The words “water safety” most often bring to mind emergency preparedness and responsible behavior in and around swimming pools. There is no doubt that maintaining a clean and safe swimming pool and surrounding area, understanding the risks associated with owning a swimming pool, taking actions to prevent drowning, teaching children to swim, and becoming trained to respond in emergency situations are incredibly important when it comes to home swimming pool safety. But since most of us aren’t using our swimming pools right now, today I’d like to highlight a less-publicized but just-as-important kind of water safety: keeping infants and young children safe in the bathroom.

What are you doing to keep me safe in here?

January is National Bath Safety Month. According to the Center for Disease Control and Prevention, drowning is the leading cause of unintentional injury-related death for children ages one to four years, and approximately 100 children under the age of five drown in bathtubs, buckets, or toilets each year. Drowning can occur in just seconds and in only TWO INCHES of water.

My mom often tells the story of finding me, as a toddler, stuck upside down inside my toy box. I had flipped forward onto my head while attempting to pull a stuffed animal from the bottom of the box, and there I remained – feet straight up in air – until my mom heard my cries for help and pulled me out. This scenario could just as easily have played out with a bathtub, bucket full of water, or toilet in place of the toy box, and with a much more devastating outcome.

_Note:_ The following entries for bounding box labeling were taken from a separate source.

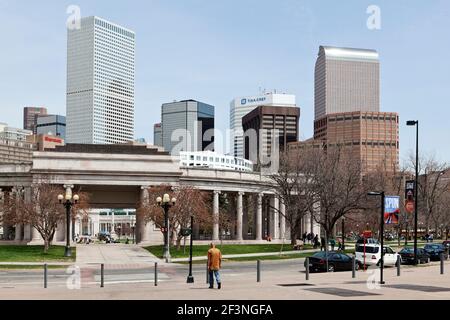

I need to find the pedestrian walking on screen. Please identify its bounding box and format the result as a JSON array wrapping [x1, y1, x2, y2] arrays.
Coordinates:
[[208, 243, 222, 290], [330, 239, 336, 251], [313, 234, 320, 249], [320, 237, 326, 251]]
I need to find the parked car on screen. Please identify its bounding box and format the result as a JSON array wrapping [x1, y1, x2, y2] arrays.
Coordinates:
[[356, 238, 380, 245], [98, 232, 120, 243], [355, 244, 398, 266], [304, 251, 361, 272], [424, 243, 448, 260], [399, 248, 430, 264], [442, 240, 450, 250]]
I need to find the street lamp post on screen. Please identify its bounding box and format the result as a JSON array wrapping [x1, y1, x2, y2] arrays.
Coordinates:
[[187, 216, 194, 283], [156, 193, 177, 263], [368, 191, 385, 284], [406, 120, 419, 265], [58, 187, 80, 257]]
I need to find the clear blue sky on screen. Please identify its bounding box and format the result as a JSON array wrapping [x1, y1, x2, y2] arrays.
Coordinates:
[[0, 0, 450, 162]]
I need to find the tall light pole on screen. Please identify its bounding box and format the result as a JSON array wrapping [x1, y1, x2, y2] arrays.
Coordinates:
[[368, 191, 385, 284], [187, 216, 194, 283], [156, 193, 177, 263], [58, 186, 80, 257], [406, 120, 419, 265]]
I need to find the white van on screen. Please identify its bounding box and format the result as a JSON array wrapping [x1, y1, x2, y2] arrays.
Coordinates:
[[355, 244, 398, 266]]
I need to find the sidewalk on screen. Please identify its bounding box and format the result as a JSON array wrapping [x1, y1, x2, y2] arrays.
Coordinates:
[[0, 263, 450, 304], [172, 249, 319, 263]]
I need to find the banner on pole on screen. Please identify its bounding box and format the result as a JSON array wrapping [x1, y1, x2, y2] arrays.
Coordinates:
[[384, 196, 400, 224]]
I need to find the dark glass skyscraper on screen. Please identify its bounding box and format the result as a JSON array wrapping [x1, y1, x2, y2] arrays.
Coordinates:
[[161, 100, 214, 155]]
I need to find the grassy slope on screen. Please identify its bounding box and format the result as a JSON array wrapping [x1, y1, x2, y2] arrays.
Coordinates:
[[0, 246, 76, 265]]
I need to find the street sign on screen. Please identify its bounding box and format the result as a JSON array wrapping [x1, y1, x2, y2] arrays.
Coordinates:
[[384, 196, 400, 224], [405, 180, 416, 200], [363, 230, 372, 239], [405, 200, 414, 213], [181, 228, 192, 237]]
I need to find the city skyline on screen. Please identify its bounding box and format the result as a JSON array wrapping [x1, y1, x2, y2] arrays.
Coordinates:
[[0, 1, 450, 163]]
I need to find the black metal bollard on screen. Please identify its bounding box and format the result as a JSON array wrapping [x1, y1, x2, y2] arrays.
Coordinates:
[[100, 263, 105, 288], [305, 258, 309, 281], [256, 260, 261, 282], [155, 262, 158, 287], [44, 264, 48, 289], [352, 256, 356, 279]]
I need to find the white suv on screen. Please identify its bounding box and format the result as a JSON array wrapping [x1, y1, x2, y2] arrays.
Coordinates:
[[355, 244, 398, 266]]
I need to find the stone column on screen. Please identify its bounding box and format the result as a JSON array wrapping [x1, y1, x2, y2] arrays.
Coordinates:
[[14, 223, 22, 241], [280, 200, 287, 239], [269, 196, 280, 239], [213, 191, 220, 241], [256, 193, 263, 240], [136, 186, 151, 243], [23, 187, 33, 242], [31, 228, 43, 242], [236, 192, 244, 240], [273, 196, 280, 239], [56, 220, 66, 242], [23, 224, 31, 242]]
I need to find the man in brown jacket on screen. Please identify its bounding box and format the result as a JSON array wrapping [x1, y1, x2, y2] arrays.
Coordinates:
[[208, 243, 222, 289]]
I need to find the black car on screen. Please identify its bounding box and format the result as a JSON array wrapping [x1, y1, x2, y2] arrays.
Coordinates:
[[424, 243, 448, 260], [398, 248, 430, 264], [305, 251, 360, 272], [442, 240, 450, 250]]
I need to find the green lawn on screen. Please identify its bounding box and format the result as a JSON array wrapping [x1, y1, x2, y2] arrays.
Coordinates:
[[0, 264, 67, 270], [0, 246, 76, 265], [145, 243, 312, 258]]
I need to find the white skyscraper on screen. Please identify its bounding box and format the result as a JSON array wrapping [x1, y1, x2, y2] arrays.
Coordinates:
[[230, 93, 296, 158], [66, 17, 135, 144]]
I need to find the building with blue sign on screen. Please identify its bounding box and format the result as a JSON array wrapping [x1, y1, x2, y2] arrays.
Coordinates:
[[230, 93, 297, 158]]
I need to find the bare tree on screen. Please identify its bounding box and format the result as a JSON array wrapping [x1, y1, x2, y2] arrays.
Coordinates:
[[270, 147, 316, 245], [309, 145, 368, 238], [409, 154, 450, 233], [138, 185, 212, 250], [8, 181, 89, 252]]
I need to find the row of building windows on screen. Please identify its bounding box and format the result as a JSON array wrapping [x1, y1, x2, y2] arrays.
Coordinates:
[[95, 29, 135, 53], [95, 19, 135, 39]]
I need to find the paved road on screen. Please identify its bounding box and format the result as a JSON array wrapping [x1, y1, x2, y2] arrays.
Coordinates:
[[0, 261, 450, 298], [0, 259, 414, 289], [77, 244, 158, 265]]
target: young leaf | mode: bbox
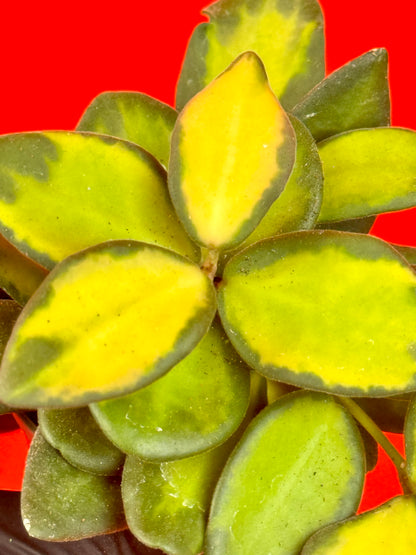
[77,92,178,168]
[0,241,215,408]
[206,392,365,555]
[21,431,126,541]
[176,0,325,110]
[169,52,296,249]
[292,48,390,141]
[91,323,250,461]
[218,231,416,397]
[319,127,416,222]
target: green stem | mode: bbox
[338,397,416,495]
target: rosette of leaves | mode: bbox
[0,0,416,555]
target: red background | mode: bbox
[0,0,416,509]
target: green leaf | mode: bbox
[21,431,126,541]
[218,231,416,397]
[205,392,365,555]
[77,92,178,167]
[91,323,250,461]
[319,127,416,222]
[176,0,325,110]
[301,497,416,555]
[169,52,296,249]
[0,241,216,408]
[38,407,124,476]
[292,48,390,141]
[0,132,199,269]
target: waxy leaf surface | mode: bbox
[319,127,416,222]
[301,497,416,555]
[218,231,416,397]
[91,323,250,461]
[0,132,199,269]
[293,48,390,141]
[21,431,126,541]
[176,0,325,109]
[169,52,296,249]
[205,392,365,555]
[38,407,124,476]
[0,241,215,408]
[77,92,178,167]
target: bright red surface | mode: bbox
[0,0,416,510]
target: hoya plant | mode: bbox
[0,0,416,555]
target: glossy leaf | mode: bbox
[169,52,296,249]
[319,127,416,222]
[0,132,199,269]
[91,323,250,461]
[38,407,124,476]
[176,0,325,109]
[293,48,390,141]
[21,432,126,541]
[205,392,365,555]
[218,231,416,397]
[301,497,416,555]
[77,92,178,167]
[0,241,215,408]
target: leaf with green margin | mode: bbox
[21,431,126,541]
[76,92,178,168]
[205,392,365,555]
[318,127,416,222]
[218,231,416,397]
[301,496,416,555]
[168,52,296,249]
[90,321,250,462]
[176,0,325,110]
[292,48,390,141]
[38,407,125,476]
[0,131,199,269]
[0,241,216,408]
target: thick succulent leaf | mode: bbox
[206,392,365,555]
[0,241,215,408]
[91,323,250,461]
[176,0,325,109]
[169,52,296,252]
[77,92,178,167]
[301,497,416,555]
[38,407,124,476]
[293,48,390,141]
[21,431,126,541]
[218,231,416,397]
[0,132,198,269]
[319,127,416,222]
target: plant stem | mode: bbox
[338,397,416,495]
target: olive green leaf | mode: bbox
[218,231,416,397]
[91,323,250,461]
[319,127,416,222]
[292,48,390,141]
[0,132,199,269]
[0,241,216,408]
[176,0,325,110]
[77,92,178,167]
[168,52,296,249]
[301,496,416,555]
[205,392,365,555]
[21,431,126,541]
[38,407,124,476]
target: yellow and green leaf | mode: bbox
[218,231,416,397]
[169,52,296,249]
[77,92,178,168]
[0,132,199,269]
[176,0,325,110]
[0,241,216,408]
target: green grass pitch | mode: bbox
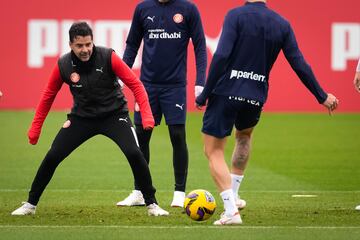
[0,111,360,240]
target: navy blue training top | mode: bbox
[123,0,207,87]
[196,2,327,106]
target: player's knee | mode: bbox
[169,125,186,145]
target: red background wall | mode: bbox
[0,0,360,112]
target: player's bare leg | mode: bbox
[204,134,242,225]
[231,128,254,209]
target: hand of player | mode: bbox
[134,102,140,112]
[354,72,360,93]
[194,86,204,98]
[28,129,40,145]
[323,93,339,116]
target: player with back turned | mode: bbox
[196,0,338,225]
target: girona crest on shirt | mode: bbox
[173,13,184,23]
[70,72,80,83]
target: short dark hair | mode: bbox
[69,22,93,42]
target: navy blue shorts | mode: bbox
[202,94,262,138]
[134,86,186,125]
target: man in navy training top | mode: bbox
[196,0,338,225]
[117,0,207,207]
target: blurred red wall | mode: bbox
[0,0,360,112]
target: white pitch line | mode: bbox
[0,225,360,230]
[291,194,318,198]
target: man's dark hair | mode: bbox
[69,22,93,42]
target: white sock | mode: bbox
[230,174,244,199]
[220,189,238,217]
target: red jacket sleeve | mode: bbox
[111,52,155,128]
[28,64,63,145]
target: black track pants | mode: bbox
[28,114,156,205]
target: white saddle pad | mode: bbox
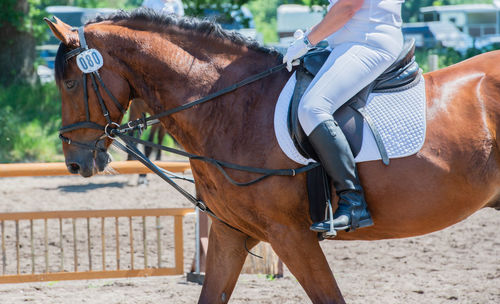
[274,73,426,165]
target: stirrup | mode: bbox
[309,200,337,239]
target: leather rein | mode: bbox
[59,26,319,221]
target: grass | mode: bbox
[0,83,62,162]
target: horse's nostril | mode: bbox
[68,163,80,174]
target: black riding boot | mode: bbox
[308,119,373,232]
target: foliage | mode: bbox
[0,83,61,162]
[247,0,280,43]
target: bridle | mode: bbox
[59,26,126,152]
[59,26,319,233]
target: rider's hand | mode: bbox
[283,30,311,72]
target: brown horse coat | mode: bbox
[48,11,500,303]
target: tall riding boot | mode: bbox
[308,119,373,232]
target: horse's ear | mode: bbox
[43,17,78,46]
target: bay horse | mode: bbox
[46,10,500,303]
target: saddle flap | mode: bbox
[302,48,331,76]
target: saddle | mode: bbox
[288,39,421,165]
[288,39,421,228]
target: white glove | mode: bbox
[283,30,310,72]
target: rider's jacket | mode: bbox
[327,0,404,53]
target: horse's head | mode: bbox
[45,18,131,177]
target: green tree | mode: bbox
[0,0,36,86]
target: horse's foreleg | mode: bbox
[199,221,258,303]
[269,226,345,303]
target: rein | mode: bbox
[59,26,319,227]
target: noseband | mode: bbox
[59,26,125,152]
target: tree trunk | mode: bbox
[0,0,36,86]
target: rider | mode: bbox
[283,0,404,232]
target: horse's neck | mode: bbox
[118,29,286,157]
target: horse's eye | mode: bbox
[64,80,76,90]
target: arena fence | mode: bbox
[0,161,283,284]
[0,208,193,283]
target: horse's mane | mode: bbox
[55,7,281,79]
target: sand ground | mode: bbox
[0,175,500,304]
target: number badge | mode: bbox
[76,49,103,74]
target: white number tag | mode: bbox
[76,49,103,74]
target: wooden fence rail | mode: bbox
[0,160,190,177]
[0,208,194,283]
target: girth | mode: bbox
[288,39,421,165]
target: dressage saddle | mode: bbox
[288,39,421,228]
[288,39,421,164]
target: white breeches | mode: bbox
[298,42,402,136]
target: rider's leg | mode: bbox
[299,44,395,231]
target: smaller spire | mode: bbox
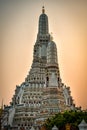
[42,6,45,14]
[50,32,53,41]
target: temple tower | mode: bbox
[3,7,75,130]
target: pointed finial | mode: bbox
[1,99,3,109]
[50,32,53,41]
[42,6,45,14]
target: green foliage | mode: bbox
[45,111,87,130]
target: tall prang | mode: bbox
[2,7,75,130]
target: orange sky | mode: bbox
[0,0,87,109]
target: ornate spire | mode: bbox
[50,32,53,41]
[42,6,45,14]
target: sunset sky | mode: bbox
[0,0,87,109]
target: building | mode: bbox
[2,7,75,130]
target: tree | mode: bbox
[45,111,87,130]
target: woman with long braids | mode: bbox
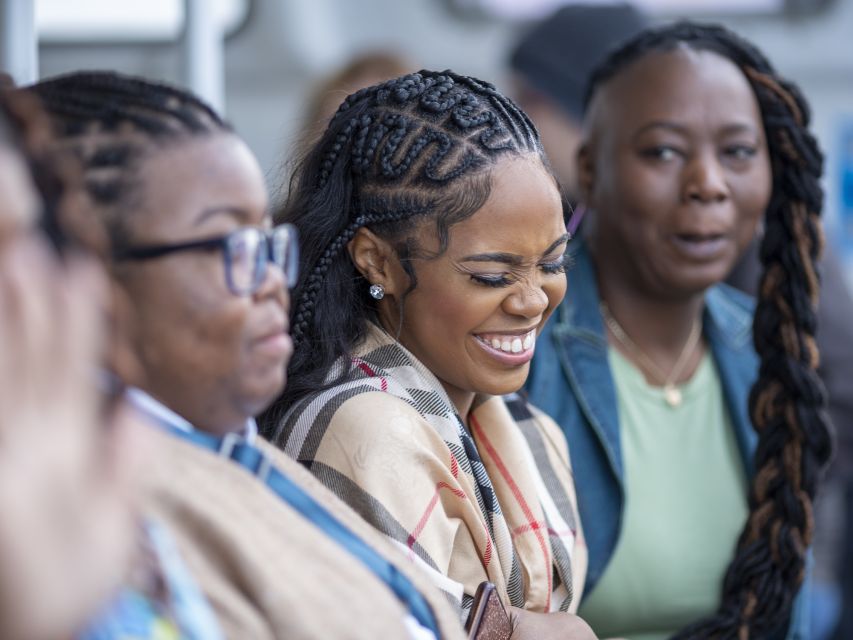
[266,71,588,637]
[31,72,462,640]
[529,23,830,639]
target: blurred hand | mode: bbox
[508,607,597,640]
[0,236,141,640]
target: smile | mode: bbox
[673,233,728,261]
[474,329,536,364]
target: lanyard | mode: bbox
[164,425,441,638]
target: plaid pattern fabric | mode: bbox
[275,328,586,613]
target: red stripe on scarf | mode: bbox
[353,358,388,391]
[469,414,553,611]
[406,482,492,567]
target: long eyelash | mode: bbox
[469,274,512,287]
[539,253,575,273]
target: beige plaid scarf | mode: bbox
[274,327,586,612]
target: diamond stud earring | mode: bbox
[368,284,385,300]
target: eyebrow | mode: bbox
[460,233,569,266]
[193,205,255,226]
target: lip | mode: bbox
[671,232,729,262]
[474,327,537,367]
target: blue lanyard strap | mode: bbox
[164,425,441,638]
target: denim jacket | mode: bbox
[527,243,809,640]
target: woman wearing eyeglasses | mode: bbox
[34,73,461,640]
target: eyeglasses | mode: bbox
[114,224,299,296]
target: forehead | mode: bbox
[440,154,565,255]
[589,46,761,140]
[128,133,267,233]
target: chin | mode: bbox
[477,366,528,396]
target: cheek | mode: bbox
[736,177,771,245]
[542,275,568,320]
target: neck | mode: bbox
[140,387,249,436]
[442,385,475,428]
[598,258,704,384]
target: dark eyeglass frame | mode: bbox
[113,223,299,296]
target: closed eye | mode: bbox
[539,252,574,273]
[723,144,758,160]
[640,145,683,162]
[469,273,515,287]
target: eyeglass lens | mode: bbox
[225,225,299,295]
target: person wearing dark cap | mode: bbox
[509,3,649,205]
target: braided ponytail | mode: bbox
[261,71,544,437]
[586,22,831,640]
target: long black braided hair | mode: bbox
[26,71,231,251]
[585,22,832,640]
[262,71,544,430]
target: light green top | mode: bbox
[579,349,748,640]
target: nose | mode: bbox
[502,281,548,319]
[684,151,729,204]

Bathroom drowning, just like home swimming pool drowning, is preventable. The American Red Cross has compiled a great deal of valuable information on keeping infants and children safe in and around water in your home (links below), but here are a few of the most important and potentially life-saving recommendations:

– Empty bathtubs and buckets immediately after use, and use safety locks on toilets.
– Never leave infants or young children unattended in or near water.
– Never trust an older child to supervise a younger child, or trust a bath seat to keep an infant safe.
– Never allow children to roughhouse in the bathtub.